The fatty acids and triglycerides found in goat milk not only keep your insides running smoothly, but they help you look great on the outside, too. Their moisturizing qualities help keep skin baby soft. Goat milk also has high levels of vitamin A, which can improve your complexion, fight acne and improve overall skin health. In fact, it should be considered one of the home remedies for acne. The lactic acid found in goat milk helps rid your body of dead skin cells and brighten skin tone. Because goat milk has a pH level similar to humans, it’s absorbed by the skin with less irritation and helps prevent bacteria that may cause pimples.
While goat and cow milk might rank similarly for mineral content, goat milk might still be the winner. This is because nutrients like iron, calcium, magnesium and phosphorous are more easily digested and used by the body in goat milk than cow milk. Goat milk also looks promising for treatment of nutritional deficiencies like anemia and bone demineralization and can help address iron and magnesium deficiency. Regularly consuming goat milk enhances the body’s ability to use iron and boosts regeneration of hemoglobin, making it a safe and natural way to treat osteoporosis and combat anemia. Its high levels of zinc and selenium also help prevent neuro-degenerative diseases.

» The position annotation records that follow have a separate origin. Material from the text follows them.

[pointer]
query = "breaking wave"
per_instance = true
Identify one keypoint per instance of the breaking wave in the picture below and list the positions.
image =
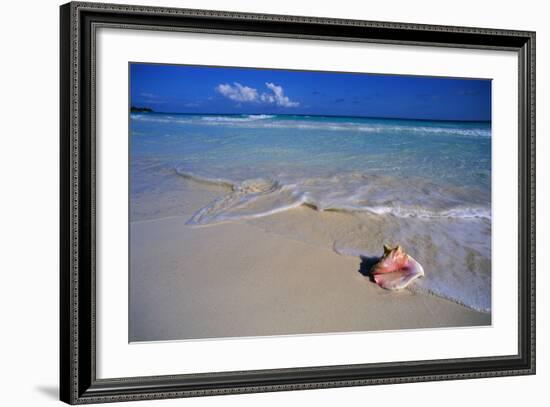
(352, 192)
(275, 122)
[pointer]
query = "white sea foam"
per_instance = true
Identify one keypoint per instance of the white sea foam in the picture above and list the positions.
(350, 192)
(273, 122)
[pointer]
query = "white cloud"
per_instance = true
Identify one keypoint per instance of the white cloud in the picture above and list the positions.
(241, 93)
(278, 96)
(238, 92)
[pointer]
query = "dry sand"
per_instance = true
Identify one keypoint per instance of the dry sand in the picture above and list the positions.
(236, 279)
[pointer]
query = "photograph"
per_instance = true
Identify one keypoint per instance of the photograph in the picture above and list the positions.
(266, 202)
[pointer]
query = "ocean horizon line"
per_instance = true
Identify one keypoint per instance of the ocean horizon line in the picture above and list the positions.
(309, 115)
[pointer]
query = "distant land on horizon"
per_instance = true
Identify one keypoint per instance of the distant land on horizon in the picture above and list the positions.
(134, 109)
(197, 89)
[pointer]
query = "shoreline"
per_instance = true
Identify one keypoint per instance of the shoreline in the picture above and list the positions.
(202, 282)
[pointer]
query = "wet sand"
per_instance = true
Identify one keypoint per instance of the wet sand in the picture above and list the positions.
(236, 279)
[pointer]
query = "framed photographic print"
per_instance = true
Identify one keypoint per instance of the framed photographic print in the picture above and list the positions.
(257, 203)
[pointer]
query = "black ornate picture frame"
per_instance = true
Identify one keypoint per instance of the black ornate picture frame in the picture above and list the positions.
(78, 381)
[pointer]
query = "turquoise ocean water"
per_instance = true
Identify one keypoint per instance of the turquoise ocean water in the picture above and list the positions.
(428, 181)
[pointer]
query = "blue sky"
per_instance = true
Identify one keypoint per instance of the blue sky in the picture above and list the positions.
(201, 89)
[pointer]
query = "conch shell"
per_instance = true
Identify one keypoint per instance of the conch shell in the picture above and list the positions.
(396, 269)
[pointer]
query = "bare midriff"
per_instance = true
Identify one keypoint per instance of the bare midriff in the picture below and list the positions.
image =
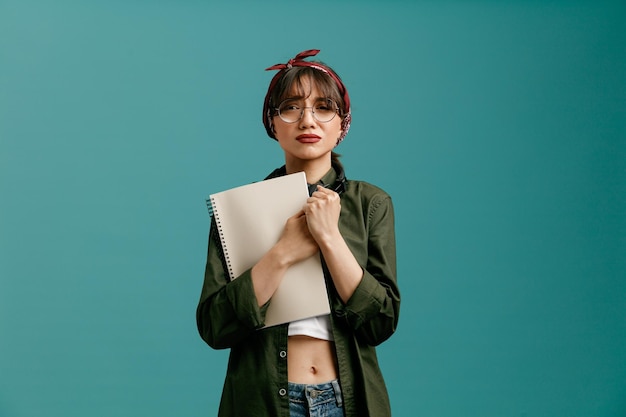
(310, 360)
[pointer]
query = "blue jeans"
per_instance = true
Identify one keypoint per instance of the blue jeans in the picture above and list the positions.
(322, 400)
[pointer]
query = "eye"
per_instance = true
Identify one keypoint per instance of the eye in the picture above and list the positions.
(290, 106)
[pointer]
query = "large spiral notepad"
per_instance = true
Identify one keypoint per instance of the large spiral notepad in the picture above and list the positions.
(250, 220)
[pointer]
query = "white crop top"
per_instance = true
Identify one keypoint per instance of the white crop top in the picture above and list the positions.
(317, 327)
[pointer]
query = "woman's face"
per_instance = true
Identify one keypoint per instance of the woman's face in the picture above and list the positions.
(307, 139)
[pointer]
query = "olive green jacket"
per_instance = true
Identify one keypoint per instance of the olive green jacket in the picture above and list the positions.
(228, 316)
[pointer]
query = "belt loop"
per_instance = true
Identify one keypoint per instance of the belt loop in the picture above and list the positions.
(337, 389)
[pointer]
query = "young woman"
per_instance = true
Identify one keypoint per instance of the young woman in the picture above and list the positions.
(327, 365)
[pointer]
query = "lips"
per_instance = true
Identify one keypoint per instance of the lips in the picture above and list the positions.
(308, 138)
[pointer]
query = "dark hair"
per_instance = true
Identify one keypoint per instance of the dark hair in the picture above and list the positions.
(292, 81)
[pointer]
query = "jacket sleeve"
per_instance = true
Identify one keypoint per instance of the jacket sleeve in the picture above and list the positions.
(373, 310)
(228, 310)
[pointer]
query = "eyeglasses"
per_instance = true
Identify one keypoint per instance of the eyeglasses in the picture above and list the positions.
(291, 110)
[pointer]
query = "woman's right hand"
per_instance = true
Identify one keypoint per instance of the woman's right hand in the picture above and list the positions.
(294, 245)
(296, 241)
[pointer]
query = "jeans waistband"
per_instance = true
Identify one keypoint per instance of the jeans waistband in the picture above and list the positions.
(316, 393)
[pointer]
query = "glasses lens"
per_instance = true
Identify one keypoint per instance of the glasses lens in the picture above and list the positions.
(291, 111)
(325, 110)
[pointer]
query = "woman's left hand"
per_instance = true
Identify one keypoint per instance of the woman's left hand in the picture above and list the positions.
(322, 211)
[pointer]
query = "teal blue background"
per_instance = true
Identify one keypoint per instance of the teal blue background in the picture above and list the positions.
(499, 128)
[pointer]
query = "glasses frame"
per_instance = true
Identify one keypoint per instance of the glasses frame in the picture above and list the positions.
(303, 108)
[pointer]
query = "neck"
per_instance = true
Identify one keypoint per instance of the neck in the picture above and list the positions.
(313, 170)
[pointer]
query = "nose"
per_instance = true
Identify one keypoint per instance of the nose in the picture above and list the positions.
(307, 118)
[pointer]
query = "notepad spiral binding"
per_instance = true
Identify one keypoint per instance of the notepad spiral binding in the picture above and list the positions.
(215, 214)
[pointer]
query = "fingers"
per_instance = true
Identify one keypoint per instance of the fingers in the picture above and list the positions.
(323, 193)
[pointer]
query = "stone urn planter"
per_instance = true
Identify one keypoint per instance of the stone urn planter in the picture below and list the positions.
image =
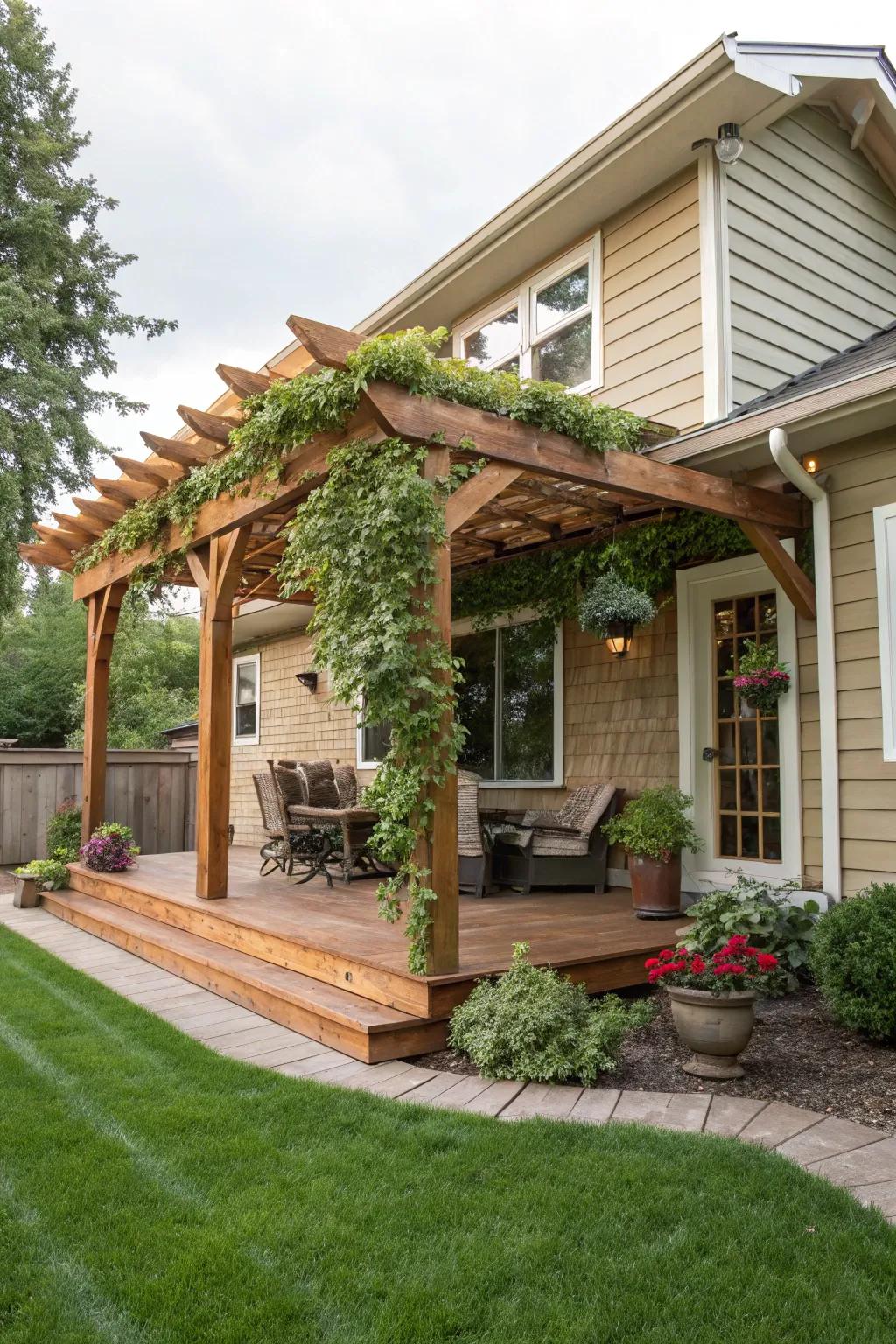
(25, 895)
(715, 1027)
(655, 886)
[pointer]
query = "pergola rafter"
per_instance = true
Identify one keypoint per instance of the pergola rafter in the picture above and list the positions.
(537, 491)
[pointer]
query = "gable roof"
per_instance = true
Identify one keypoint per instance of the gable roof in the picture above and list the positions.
(876, 351)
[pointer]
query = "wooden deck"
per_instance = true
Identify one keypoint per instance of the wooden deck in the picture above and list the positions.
(321, 962)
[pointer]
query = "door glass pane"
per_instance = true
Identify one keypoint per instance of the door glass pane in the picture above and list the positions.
(527, 701)
(560, 298)
(474, 704)
(747, 761)
(564, 358)
(500, 336)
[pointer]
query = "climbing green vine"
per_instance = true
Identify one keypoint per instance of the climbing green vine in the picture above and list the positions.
(645, 556)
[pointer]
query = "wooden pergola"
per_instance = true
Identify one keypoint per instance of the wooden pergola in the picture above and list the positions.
(536, 491)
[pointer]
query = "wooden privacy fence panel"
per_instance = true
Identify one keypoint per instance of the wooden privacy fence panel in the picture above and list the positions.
(152, 792)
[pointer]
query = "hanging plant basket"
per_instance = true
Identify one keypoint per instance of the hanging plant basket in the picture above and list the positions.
(760, 679)
(612, 608)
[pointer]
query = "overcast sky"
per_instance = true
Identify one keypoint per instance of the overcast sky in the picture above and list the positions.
(285, 156)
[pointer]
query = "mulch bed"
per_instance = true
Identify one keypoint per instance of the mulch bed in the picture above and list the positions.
(797, 1055)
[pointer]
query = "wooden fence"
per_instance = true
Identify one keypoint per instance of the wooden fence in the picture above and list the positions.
(152, 792)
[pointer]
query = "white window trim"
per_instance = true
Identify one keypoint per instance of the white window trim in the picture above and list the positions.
(524, 298)
(524, 617)
(465, 626)
(884, 519)
(359, 744)
(250, 738)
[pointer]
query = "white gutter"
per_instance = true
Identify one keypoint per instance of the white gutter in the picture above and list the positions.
(808, 486)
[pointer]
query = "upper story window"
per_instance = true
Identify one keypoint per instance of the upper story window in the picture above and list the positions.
(550, 328)
(246, 682)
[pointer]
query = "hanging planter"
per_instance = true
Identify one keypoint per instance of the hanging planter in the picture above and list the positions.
(760, 679)
(612, 609)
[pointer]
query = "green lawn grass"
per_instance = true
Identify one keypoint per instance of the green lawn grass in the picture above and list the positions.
(153, 1191)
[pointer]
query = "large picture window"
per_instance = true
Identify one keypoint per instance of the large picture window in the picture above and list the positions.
(549, 330)
(511, 704)
(246, 679)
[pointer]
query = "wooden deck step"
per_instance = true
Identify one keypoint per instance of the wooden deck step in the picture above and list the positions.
(243, 927)
(335, 1016)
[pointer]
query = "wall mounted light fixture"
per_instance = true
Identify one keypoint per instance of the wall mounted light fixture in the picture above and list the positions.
(727, 145)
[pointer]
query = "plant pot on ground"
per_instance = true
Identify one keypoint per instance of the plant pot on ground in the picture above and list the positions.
(654, 830)
(713, 1002)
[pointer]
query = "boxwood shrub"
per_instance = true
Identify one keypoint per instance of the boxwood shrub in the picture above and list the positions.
(536, 1026)
(853, 958)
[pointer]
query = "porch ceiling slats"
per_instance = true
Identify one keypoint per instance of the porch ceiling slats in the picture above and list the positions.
(546, 489)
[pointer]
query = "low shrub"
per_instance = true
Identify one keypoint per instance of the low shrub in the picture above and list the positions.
(49, 874)
(536, 1026)
(763, 914)
(853, 958)
(63, 830)
(110, 848)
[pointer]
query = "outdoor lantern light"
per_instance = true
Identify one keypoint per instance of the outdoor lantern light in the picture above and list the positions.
(727, 145)
(620, 640)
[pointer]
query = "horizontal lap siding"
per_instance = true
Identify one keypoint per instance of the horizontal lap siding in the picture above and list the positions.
(294, 724)
(652, 335)
(860, 474)
(812, 240)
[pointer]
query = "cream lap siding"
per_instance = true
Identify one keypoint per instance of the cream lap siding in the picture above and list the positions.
(652, 333)
(812, 250)
(860, 474)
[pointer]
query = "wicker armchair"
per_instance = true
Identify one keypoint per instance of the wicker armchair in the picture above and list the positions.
(474, 850)
(564, 848)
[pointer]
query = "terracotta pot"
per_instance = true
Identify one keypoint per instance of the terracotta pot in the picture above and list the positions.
(655, 887)
(25, 895)
(715, 1027)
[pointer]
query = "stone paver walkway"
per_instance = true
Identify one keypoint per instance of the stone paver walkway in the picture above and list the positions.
(845, 1153)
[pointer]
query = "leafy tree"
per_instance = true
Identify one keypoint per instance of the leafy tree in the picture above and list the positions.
(58, 310)
(152, 683)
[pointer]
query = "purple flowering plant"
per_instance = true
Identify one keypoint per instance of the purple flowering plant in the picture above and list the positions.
(110, 848)
(762, 679)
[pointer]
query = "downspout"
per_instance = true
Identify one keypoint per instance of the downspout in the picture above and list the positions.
(808, 486)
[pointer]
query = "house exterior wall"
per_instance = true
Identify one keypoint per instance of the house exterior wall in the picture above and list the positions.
(812, 250)
(861, 474)
(650, 305)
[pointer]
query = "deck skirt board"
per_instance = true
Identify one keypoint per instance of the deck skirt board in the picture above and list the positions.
(321, 962)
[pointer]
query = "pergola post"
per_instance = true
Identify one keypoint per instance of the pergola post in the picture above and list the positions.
(102, 619)
(441, 854)
(215, 569)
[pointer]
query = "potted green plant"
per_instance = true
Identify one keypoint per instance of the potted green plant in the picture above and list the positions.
(654, 830)
(713, 1000)
(612, 609)
(37, 877)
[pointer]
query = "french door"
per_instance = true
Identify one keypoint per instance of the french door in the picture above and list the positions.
(742, 766)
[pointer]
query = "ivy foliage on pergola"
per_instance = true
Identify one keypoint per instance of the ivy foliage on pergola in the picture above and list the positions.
(517, 488)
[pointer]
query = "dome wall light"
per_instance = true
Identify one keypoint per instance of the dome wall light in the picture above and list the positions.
(727, 145)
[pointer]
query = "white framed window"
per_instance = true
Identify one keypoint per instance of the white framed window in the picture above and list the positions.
(246, 699)
(373, 742)
(884, 519)
(511, 702)
(549, 328)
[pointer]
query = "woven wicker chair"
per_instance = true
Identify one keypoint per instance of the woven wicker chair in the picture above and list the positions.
(277, 850)
(564, 848)
(474, 850)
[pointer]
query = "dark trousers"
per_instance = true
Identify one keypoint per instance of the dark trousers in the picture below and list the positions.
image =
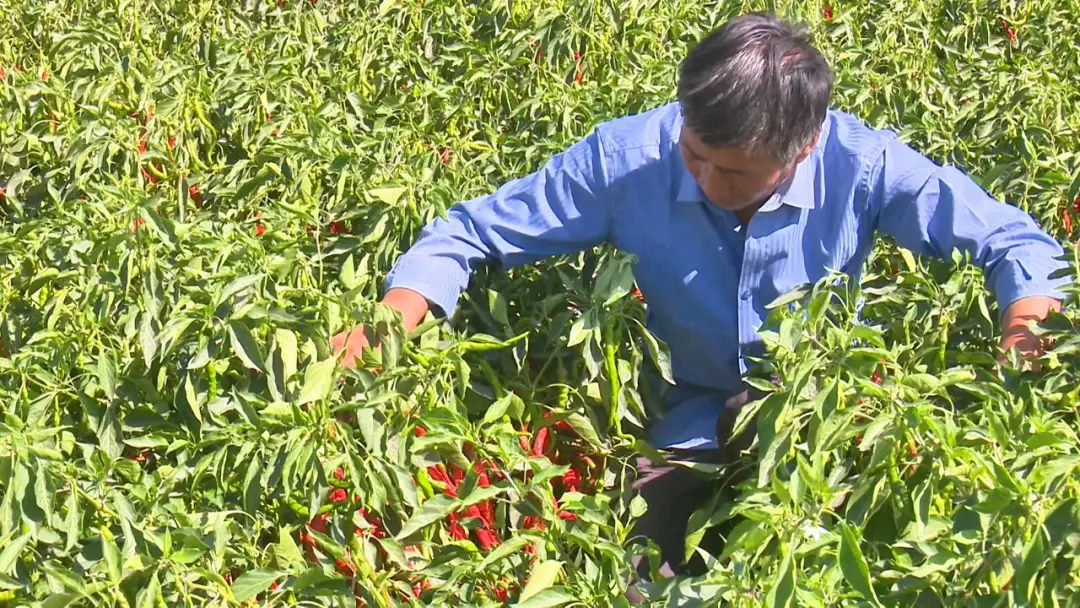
(673, 492)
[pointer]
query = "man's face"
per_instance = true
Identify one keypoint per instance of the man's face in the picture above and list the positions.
(729, 177)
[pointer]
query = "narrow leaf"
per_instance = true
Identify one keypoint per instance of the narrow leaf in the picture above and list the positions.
(244, 347)
(541, 578)
(853, 565)
(318, 380)
(431, 511)
(254, 582)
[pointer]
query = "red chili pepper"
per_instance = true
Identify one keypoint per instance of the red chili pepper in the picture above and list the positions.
(319, 524)
(487, 539)
(437, 473)
(1009, 31)
(457, 474)
(540, 442)
(458, 532)
(534, 523)
(571, 480)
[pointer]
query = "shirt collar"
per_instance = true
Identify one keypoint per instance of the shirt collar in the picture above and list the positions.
(798, 191)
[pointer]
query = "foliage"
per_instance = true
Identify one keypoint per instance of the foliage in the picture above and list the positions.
(197, 196)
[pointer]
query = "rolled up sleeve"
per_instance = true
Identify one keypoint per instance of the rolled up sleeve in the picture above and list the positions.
(933, 210)
(561, 208)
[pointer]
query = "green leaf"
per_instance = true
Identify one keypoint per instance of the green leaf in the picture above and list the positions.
(782, 594)
(148, 339)
(109, 436)
(853, 565)
(107, 375)
(793, 295)
(286, 346)
(238, 285)
(148, 597)
(505, 550)
(547, 598)
(498, 409)
(287, 550)
(72, 524)
(12, 552)
(318, 381)
(244, 347)
(388, 196)
(1035, 556)
(480, 495)
(615, 280)
(541, 578)
(583, 427)
(111, 553)
(432, 510)
(497, 306)
(254, 582)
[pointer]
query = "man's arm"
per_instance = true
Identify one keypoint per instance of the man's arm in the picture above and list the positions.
(563, 207)
(1015, 334)
(932, 210)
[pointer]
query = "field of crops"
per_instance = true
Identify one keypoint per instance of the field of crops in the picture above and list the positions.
(196, 196)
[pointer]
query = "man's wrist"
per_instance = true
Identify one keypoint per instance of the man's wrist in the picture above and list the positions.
(412, 305)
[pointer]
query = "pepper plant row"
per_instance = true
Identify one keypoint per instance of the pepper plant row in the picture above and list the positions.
(196, 196)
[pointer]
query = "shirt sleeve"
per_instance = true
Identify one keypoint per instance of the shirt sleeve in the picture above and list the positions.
(561, 208)
(933, 210)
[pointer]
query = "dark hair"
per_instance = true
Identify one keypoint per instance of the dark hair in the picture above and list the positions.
(758, 83)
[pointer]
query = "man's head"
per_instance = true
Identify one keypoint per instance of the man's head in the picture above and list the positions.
(754, 94)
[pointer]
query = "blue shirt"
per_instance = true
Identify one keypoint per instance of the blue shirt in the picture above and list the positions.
(706, 278)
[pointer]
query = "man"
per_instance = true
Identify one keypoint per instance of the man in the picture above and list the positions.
(746, 187)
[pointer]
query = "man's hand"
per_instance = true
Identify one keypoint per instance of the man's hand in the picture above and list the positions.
(1015, 334)
(352, 341)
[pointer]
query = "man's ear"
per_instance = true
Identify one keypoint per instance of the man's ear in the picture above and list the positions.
(806, 151)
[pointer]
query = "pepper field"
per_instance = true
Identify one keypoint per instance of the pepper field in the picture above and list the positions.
(197, 196)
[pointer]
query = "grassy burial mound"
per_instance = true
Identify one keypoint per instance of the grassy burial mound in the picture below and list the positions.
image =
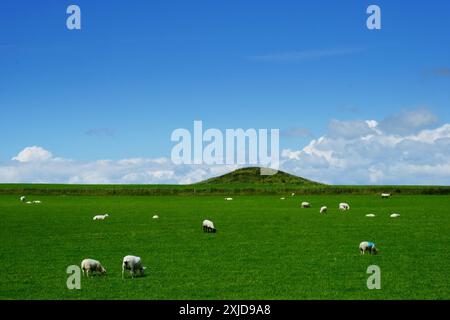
(244, 181)
(254, 176)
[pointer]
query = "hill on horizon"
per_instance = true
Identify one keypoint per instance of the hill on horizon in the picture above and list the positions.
(252, 175)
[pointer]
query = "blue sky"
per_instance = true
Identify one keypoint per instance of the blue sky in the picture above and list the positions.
(140, 69)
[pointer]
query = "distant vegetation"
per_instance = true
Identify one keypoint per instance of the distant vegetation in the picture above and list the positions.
(245, 181)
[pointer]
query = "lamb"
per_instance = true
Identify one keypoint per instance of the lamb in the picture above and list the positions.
(101, 217)
(89, 266)
(305, 205)
(133, 264)
(344, 206)
(367, 246)
(208, 226)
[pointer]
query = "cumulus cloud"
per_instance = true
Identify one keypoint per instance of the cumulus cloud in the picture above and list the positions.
(409, 121)
(33, 154)
(37, 165)
(368, 152)
(406, 148)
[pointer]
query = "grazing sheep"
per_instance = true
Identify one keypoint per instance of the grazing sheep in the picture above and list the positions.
(208, 226)
(133, 264)
(344, 206)
(101, 217)
(367, 246)
(305, 205)
(89, 266)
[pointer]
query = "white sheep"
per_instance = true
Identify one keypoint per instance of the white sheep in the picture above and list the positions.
(208, 226)
(344, 206)
(305, 204)
(89, 266)
(367, 246)
(100, 217)
(133, 264)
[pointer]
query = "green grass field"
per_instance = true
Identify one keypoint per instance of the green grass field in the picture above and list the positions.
(265, 248)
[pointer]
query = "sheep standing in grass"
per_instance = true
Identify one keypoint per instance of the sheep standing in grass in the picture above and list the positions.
(101, 217)
(305, 204)
(133, 264)
(208, 226)
(367, 246)
(344, 206)
(89, 266)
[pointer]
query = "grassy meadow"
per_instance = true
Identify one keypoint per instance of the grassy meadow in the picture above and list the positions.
(265, 248)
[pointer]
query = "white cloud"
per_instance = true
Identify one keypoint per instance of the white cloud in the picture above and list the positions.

It has been said that Mahatma Ghandi rejuvenated his own health after his extremely long periods of fasting by drinking raw goat’s milk. So, with all these amazing benefits, it is a great loss to us that we don’t produce much of goat milk for commercial consumption in Nigeria. A business establishment in this areas would have high potential if the management, production and packaging is done with implemented quality standards. Remember that goat rearing are easier to set up than cows as they requires far less space and food.
So think about it! Would you like to drink some goat milk?
Or would you like to produce/sell goat milk?